Loveable as they may be, The Lord Of The Rings and Harry Potter have a lot to answer for. The scramble that followed those two franchises by studios anxious to adapt every last children’s fantasy book was like watching trolls at feeding time. Consequently, any addition to this newly crowded genre needs to really pull out the stops to impress.
When Paramount announced its intentions to turn some comparatively little-known books into its next big kid’s flick, the initial reaction was, “Spider-whatnow?” But, as with most of Paramount’s 2008 output, it knew what to do with a good thing. At first glance, you’re not presented with much: single-parent family - Freddie Highmore as twins Jared and Simon and Sarah Bolger as their sister - moves to big old house in New England countryside, owned by distant and odd relatives. Boy finds book of goblins, faeries, trolls etc., and presto: the house is attacked by an ogre called Mulgarath (Nick Nolte) and his army.

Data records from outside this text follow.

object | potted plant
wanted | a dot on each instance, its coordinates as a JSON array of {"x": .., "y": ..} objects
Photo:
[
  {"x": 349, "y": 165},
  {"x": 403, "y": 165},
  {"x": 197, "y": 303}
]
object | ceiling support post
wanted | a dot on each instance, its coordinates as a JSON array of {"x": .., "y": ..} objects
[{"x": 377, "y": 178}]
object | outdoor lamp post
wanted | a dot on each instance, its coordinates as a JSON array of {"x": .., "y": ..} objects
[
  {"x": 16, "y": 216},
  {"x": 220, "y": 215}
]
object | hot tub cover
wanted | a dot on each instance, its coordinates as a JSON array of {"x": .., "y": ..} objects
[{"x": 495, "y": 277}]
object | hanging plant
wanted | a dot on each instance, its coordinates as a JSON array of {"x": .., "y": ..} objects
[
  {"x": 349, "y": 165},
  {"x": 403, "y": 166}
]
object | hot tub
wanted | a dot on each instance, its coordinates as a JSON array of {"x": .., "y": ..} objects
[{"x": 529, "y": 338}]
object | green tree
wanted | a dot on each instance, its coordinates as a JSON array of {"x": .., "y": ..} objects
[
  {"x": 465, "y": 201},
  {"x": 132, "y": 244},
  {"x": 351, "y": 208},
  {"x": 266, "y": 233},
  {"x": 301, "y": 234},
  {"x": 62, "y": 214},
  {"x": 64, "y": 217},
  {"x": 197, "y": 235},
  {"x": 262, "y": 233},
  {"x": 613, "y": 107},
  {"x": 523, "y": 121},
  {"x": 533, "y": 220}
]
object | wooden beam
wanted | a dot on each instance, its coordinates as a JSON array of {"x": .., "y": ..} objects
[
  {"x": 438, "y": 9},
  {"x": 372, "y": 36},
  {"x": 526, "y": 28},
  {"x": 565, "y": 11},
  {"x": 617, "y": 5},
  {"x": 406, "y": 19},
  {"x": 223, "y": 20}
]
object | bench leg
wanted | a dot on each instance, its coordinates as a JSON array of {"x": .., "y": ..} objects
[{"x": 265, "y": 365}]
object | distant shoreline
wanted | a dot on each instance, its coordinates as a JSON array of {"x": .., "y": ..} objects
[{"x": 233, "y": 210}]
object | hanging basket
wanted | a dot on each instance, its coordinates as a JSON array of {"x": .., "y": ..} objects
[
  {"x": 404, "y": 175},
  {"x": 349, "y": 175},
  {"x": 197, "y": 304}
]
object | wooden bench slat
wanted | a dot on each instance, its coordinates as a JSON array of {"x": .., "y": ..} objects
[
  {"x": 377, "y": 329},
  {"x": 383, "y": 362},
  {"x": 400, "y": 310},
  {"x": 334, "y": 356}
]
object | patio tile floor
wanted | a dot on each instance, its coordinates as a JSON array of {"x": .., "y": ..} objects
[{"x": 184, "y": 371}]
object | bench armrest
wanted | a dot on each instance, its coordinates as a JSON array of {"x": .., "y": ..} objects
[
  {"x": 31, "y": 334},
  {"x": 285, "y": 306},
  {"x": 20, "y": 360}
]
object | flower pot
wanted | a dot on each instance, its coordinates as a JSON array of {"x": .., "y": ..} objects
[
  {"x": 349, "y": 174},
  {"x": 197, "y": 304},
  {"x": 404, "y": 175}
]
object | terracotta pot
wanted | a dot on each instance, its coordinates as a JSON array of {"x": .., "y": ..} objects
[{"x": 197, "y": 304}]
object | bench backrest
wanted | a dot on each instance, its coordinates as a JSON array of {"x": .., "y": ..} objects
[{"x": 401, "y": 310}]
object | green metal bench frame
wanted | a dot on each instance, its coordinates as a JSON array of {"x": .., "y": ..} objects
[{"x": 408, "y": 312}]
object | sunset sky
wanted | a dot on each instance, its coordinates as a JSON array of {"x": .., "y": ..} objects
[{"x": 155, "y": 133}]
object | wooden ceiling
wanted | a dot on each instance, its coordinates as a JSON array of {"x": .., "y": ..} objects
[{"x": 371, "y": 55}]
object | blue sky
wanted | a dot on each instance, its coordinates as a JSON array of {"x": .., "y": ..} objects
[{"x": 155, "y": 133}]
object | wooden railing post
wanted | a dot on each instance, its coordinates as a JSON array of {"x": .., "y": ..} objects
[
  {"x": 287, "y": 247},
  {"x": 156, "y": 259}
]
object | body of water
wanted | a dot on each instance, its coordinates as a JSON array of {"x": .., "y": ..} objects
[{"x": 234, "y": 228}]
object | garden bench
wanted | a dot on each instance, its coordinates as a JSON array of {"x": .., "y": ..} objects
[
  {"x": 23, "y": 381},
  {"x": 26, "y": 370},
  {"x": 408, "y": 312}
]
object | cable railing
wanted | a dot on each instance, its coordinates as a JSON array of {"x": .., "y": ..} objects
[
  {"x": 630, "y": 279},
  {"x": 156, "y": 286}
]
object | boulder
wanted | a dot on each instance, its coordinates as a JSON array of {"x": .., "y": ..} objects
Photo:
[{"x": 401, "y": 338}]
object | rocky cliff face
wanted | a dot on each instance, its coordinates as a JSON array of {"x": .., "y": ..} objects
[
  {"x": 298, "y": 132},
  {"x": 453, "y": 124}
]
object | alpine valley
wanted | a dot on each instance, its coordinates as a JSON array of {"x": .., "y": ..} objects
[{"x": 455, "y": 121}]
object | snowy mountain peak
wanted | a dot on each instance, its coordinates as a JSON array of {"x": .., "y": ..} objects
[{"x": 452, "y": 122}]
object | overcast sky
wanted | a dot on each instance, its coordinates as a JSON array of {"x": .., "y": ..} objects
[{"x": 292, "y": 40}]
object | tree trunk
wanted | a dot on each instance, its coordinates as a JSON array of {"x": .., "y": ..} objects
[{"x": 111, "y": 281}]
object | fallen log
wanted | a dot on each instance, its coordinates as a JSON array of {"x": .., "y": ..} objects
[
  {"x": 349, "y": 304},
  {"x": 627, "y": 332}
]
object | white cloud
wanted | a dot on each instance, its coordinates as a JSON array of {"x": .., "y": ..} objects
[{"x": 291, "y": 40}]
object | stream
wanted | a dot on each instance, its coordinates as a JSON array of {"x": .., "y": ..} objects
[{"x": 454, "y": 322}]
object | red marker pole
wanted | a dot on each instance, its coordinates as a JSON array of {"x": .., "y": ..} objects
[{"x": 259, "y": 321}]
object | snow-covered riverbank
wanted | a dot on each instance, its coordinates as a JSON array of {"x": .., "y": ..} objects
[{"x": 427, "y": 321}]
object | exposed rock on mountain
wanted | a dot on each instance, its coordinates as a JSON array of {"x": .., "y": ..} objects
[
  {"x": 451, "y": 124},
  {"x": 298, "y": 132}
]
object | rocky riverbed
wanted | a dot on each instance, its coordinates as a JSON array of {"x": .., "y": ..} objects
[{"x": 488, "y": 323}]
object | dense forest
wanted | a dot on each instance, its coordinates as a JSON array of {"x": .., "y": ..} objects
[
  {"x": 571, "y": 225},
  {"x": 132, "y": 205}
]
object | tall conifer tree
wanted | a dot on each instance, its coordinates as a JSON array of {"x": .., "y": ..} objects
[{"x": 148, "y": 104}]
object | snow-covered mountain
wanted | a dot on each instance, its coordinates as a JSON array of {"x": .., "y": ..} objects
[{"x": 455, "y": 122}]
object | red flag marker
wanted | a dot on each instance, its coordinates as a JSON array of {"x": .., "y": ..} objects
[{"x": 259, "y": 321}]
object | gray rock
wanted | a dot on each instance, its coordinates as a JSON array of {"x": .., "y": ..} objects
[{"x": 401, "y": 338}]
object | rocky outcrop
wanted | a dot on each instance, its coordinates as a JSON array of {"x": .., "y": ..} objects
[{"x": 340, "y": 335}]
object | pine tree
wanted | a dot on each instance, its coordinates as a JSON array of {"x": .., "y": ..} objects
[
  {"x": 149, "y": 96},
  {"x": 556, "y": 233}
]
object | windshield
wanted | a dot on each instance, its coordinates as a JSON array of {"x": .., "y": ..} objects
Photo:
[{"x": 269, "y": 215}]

Kudos to whoever thought to bring on Mark Waters as director. He has Mean Girls and Freaky Friday on his CV, and clearly has great recall of what he enjoyed on screen as a kid, because the real strength of The Spiderwick Chronicles is how well it brings to mind a lot of older entries in the genre.
From its opening, James Horner’s spot-on score and some great production design on the Spiderwick house will put even adults right where it wants you - part E. T., part Labyrinth, with a dash of The Goonies.
The screenplay chooses to fold in elements from across the series of books rather than adapting any single story, but what could have been a godawful mash-up works quite nicely with, again, almost nostalgic beats - nods to Potter, Narnia and Jumanji and new twists on familiar ground. Occasionally, though, it writes itself into a corner, and even small kids might think they’ve seen some things before.
Small grumbles aside, there’s plenty to enjoy. Freddie Highmore is terrific and believable as twin characters - each with a refreshingly real personality - and the film doesn’t pull its punches on PG-rated scares. Also, glory be, it’s not part of a planned umpteen-film series.
A late entry in a crowded field, Spiderwick works hard to set itself apart from the competition, and almost entirely succeeds - no mean feat these days.